The Timecho team conducted repeated tests on these database systems using the hardware environment and parameter configurations specified by benchANT to validate the results featured on the ranking.

1. Background

Based in Germany, benchANT focuses on evaluating cloud infrastructure and database performance. Recognizing the challenge users face when selecting databases without standardized performance and functionality benchmarks, benchANT conducts performance tests on various common relational, NoSQL, and time-series databases under unified hardware resources, identical system configurations, and fixed testing workloads. This ensures fairness in test results, and databases are ranked based on various metrics.

The current benchANT ranking includes 3 test scenarios:

"CRUD: General Purpose": This scenario primarily evaluates database CRUD operation performance using the YCSB test tool [2]. benchANT tested the performance of databases such as MySQL, PostgreSQL, and Cassandra under different workloads, measuring metrics like read and write latency and throughput.
"OLTP: Mix": This scenario mainly assesses database transaction performance using the Sysbench test tool [3]. benchANT tested MySQL and PostgreSQL performance under various workloads, measuring metrics like transactions per second and query latency.
"Time Series: DevOps": This scenario focuses on testing the read and write performance of time-series databases using the TSBS testing tool as a benchmark. The Time Series Benchmark Suite (TSBS), developed by Timescale [4], provides functionalities for generating time-series data, data ingestion, query generation, query execution, and automatic result aggregation. As an open-source project, TSBS is widely accepted by several time-series database systems, including InfluxDB, TimescaleDB, VictoriaMetrics, QuestDB, and ClickHouse, among others. Many database vendors use this benchmark to generate performance reports, demonstrating the superior performance of their database systems. However, benchANT's time-series database performance testing ranking has made some modifications: benchANT uses the DevOps scenario from the TSBS suite, establishes uniform preset parameters (workloads, cluster sizes, etc.), and deploys various databases in the same Amazon Web Services (AWS) cloud environment to obtain objective test results. This scenario includes the following 6 metrics:
- Write Throughput: The number of data points written per unit of time, indicating higher database write performance with higher values.
- Read Throughput: The number of query requests processed per unit of time, reflecting a database's ability to handle query requests.
- Read Latency: The response time for a single query, with lower values indicating faster query processing.
- Storage Consumption: The average disk usage recorded during testing.
- Monthly Costs: Monthly expenses associated only with AWS machine costs.
- Operations per Cost: Cost-effectiveness metric, indicating the number of operations performed per unit of expense, with higher values indicating greater cost-effectiveness.

2. Test Preparation

2.1 Software Versions

For this test, we used IoTDB version V1.2.1 [5], OpenJDK17 as the Java Development Kit (JDK), and the TSBS testing tool forked by benchANT from its GitHub repository [6].

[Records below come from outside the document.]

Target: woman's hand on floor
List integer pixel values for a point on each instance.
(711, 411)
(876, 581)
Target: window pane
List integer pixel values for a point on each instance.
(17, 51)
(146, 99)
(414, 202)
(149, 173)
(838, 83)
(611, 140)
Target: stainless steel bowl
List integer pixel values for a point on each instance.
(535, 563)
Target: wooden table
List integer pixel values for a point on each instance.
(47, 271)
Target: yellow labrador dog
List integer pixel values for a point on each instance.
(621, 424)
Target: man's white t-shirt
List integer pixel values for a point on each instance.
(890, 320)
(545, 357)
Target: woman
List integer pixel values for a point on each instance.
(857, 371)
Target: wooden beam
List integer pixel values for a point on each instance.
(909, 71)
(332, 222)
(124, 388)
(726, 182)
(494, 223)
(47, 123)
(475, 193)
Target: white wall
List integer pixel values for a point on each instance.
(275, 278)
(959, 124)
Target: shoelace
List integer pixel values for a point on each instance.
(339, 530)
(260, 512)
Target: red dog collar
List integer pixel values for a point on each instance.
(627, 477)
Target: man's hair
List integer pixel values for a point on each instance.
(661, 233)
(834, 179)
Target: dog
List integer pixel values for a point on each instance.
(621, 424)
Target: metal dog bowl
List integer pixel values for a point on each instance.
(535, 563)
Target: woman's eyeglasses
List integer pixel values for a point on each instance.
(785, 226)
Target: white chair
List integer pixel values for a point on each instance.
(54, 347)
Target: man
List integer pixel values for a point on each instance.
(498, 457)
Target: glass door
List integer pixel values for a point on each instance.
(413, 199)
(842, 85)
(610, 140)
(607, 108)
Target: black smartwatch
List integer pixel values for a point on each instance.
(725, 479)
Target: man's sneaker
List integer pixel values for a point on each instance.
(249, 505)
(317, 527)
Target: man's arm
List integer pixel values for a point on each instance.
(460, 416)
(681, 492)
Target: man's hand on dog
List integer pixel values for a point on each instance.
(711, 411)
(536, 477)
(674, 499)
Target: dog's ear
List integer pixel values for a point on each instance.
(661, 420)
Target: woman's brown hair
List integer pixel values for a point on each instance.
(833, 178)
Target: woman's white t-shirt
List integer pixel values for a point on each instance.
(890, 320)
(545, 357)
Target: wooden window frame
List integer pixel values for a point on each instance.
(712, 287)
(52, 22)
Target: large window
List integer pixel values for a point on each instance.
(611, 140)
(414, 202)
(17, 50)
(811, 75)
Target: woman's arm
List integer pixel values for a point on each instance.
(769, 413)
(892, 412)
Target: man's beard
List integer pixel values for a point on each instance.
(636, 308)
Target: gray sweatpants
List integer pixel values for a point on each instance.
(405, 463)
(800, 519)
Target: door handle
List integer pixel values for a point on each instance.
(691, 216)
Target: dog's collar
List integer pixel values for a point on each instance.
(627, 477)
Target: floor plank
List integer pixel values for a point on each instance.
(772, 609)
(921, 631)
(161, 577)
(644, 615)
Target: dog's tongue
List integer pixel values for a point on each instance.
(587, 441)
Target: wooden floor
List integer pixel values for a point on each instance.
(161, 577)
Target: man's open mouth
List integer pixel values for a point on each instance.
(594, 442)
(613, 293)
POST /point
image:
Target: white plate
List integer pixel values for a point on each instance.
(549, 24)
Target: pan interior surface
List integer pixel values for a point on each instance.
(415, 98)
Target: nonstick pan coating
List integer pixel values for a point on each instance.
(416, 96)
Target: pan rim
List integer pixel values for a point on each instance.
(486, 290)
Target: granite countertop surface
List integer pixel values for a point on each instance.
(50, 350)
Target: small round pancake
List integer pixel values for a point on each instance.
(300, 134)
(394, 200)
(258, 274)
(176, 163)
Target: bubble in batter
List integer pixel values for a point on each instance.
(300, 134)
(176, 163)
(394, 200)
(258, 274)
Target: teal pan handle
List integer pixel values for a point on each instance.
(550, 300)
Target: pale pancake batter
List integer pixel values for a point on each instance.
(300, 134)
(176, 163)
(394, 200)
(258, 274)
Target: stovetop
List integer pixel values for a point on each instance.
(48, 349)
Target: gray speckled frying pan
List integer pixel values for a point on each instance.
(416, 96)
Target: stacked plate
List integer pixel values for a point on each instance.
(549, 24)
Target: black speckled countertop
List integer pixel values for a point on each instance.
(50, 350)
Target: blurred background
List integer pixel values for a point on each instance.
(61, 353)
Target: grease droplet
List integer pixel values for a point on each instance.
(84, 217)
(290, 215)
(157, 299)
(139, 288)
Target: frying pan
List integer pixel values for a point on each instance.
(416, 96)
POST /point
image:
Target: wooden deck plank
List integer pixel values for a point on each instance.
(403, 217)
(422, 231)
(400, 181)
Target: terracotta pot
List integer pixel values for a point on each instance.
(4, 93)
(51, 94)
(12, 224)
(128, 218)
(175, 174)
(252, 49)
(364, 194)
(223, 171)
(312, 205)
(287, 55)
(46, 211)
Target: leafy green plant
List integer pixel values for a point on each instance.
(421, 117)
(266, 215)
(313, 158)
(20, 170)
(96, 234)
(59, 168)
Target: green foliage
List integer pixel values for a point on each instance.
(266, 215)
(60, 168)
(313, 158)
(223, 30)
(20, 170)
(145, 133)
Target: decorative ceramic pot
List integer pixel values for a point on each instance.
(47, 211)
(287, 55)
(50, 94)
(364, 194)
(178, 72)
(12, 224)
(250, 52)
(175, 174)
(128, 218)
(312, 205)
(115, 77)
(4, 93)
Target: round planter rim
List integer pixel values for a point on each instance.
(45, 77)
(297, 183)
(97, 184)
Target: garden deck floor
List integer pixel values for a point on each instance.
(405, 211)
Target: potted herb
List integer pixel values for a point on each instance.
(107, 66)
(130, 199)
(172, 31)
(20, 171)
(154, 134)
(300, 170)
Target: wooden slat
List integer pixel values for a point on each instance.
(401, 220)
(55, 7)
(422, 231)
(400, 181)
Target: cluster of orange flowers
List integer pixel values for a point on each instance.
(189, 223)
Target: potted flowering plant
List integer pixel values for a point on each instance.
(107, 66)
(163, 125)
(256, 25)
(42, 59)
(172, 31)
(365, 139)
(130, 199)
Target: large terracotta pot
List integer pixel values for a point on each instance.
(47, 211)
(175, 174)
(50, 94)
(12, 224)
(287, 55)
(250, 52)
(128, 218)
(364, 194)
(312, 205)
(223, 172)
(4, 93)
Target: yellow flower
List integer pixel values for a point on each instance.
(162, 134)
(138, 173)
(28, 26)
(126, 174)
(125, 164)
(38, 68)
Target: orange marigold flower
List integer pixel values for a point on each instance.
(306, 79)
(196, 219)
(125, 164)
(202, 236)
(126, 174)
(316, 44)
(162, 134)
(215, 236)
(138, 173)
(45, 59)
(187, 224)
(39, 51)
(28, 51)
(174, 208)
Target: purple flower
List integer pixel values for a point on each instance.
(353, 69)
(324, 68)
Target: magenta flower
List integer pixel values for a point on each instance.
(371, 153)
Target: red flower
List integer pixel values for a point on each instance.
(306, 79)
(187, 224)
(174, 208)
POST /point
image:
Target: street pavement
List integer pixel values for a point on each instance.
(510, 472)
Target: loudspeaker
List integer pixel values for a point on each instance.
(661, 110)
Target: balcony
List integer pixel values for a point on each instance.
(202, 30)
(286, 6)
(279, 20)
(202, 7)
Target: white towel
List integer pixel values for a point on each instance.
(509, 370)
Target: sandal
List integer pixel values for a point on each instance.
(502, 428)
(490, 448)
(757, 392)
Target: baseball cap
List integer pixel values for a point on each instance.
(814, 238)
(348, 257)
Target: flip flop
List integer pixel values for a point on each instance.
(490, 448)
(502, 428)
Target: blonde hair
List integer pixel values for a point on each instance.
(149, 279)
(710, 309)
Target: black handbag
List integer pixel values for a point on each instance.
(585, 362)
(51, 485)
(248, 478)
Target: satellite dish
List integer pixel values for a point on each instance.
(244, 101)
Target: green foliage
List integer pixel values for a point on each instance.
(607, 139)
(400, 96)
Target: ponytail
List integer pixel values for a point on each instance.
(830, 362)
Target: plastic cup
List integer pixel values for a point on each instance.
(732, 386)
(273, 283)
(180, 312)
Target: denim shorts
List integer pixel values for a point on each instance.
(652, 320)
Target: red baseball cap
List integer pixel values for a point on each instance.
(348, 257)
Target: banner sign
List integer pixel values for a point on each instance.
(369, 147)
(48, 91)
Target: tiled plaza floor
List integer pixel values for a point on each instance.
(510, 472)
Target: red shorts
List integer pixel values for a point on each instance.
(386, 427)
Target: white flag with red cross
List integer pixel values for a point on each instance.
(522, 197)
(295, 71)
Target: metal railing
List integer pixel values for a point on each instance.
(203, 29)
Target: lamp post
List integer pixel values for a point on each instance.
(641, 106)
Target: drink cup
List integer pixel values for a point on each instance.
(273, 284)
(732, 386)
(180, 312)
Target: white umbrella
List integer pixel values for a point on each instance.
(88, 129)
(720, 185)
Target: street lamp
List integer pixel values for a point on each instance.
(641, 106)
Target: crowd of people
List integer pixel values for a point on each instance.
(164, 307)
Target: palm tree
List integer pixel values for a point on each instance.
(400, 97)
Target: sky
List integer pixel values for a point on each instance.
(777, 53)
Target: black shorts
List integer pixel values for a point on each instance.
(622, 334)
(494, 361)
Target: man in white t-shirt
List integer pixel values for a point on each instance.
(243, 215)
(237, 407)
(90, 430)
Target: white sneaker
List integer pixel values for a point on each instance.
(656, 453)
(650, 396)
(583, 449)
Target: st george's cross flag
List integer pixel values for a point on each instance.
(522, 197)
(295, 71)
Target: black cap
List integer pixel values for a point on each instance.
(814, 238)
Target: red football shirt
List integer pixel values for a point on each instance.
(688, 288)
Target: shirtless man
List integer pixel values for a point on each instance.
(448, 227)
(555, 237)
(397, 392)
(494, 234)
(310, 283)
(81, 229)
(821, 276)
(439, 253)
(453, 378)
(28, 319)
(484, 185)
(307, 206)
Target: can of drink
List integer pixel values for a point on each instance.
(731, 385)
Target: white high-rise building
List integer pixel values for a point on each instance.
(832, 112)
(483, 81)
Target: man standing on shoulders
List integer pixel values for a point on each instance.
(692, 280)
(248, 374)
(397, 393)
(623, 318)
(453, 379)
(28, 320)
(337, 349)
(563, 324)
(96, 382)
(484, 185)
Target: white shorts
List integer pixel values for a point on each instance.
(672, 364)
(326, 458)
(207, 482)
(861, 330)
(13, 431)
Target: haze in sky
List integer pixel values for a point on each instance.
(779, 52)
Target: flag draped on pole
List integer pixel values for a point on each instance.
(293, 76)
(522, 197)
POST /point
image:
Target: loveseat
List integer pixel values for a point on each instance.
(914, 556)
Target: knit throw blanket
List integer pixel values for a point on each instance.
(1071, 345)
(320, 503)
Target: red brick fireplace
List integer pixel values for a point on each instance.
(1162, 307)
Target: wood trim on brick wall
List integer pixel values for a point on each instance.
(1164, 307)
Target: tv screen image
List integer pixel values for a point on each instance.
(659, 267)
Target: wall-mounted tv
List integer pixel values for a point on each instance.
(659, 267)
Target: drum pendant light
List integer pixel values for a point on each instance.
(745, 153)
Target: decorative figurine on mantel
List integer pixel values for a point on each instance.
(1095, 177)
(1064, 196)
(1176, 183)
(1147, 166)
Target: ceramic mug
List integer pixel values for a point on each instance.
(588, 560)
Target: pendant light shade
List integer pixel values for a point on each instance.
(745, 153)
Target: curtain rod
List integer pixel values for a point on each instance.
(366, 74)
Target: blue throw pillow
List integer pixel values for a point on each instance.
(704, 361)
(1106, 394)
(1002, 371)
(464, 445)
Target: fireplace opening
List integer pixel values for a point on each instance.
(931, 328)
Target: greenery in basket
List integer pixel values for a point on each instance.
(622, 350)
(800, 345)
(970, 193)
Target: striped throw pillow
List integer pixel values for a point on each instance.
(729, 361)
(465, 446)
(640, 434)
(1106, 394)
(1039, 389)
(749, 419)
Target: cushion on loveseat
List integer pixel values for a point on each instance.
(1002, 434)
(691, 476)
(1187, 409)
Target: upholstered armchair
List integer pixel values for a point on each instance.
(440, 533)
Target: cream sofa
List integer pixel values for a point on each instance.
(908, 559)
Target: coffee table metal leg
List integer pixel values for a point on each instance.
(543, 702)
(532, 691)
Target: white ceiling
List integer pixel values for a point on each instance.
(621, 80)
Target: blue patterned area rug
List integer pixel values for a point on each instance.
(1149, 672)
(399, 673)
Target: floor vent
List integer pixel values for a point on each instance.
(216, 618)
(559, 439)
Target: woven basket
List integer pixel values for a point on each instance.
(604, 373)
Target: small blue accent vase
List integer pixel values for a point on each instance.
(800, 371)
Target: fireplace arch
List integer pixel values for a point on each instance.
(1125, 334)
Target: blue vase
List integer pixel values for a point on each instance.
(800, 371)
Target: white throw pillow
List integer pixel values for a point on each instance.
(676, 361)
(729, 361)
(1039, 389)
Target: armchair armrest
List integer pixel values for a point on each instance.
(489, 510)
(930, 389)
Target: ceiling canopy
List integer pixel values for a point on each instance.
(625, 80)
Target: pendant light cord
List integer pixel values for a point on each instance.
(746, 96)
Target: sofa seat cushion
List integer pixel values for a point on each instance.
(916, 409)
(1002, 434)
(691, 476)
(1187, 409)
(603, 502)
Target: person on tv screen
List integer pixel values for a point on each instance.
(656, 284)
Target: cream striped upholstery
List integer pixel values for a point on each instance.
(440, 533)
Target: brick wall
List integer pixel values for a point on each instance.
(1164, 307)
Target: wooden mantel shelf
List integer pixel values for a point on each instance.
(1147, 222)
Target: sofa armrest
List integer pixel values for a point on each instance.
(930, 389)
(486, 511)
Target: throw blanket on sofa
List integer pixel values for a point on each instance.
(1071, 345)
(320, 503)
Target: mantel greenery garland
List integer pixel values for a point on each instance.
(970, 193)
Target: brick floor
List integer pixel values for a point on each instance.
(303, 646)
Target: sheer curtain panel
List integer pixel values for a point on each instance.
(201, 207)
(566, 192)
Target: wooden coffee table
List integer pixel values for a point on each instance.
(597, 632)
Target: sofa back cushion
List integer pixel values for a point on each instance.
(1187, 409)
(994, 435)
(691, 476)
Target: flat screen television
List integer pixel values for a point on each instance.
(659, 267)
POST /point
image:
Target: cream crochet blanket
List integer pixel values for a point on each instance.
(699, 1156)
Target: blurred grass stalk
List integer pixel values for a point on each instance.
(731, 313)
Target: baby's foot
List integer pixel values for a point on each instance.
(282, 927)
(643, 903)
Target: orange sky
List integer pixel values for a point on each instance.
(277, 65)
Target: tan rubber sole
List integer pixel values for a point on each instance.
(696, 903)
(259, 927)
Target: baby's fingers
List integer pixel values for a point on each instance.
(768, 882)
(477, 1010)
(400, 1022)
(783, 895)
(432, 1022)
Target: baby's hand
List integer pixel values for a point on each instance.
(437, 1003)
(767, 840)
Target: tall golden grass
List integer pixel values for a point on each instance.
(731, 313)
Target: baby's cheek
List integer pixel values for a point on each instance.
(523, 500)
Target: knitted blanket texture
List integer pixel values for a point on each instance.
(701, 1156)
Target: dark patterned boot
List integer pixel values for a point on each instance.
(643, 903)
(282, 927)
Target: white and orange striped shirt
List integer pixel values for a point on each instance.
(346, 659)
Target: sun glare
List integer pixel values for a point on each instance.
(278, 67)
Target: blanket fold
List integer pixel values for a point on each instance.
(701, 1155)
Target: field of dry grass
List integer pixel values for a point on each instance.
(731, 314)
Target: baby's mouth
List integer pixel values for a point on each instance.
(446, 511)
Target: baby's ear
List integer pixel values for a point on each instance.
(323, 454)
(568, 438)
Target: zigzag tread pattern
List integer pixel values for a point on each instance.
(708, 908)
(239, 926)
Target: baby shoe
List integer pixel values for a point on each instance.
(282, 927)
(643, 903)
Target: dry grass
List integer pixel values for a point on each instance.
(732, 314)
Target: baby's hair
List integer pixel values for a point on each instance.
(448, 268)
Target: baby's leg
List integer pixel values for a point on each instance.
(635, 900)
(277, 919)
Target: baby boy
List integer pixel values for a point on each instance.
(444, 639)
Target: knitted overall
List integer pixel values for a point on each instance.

2.2 Hardware Resources and Configuration

To ensure fairness and repeatability, benchANT executed all database tests on Amazon Web Services (AWS) EC2 instances using a standardized process to assess and generate evaluation results. In the case of time-series testing, benchANT distinguished between different test scales using the Scaling attribute, which describes the relationship between instance specifications and the cluster specifications for evaluating databases. This included the xSmall scaling for a small cluster (1 node) paired with a small instance size, and Small scaling for a small cluster (1 node) paired with a medium instance size. The configurations for small and medium instances were as follows:

benchANT hardware resources-20230928-ytek.png

Please notice that benchANT did not use large-scale clusters for time-series testing scenarios. In our actual testing, as machine specifications increased, IoTDB's resource scheduling became more fine-grained, allowing for greater performance. By constructing different scales, we could comprehensively evaluate the database's performance under various resource constraints.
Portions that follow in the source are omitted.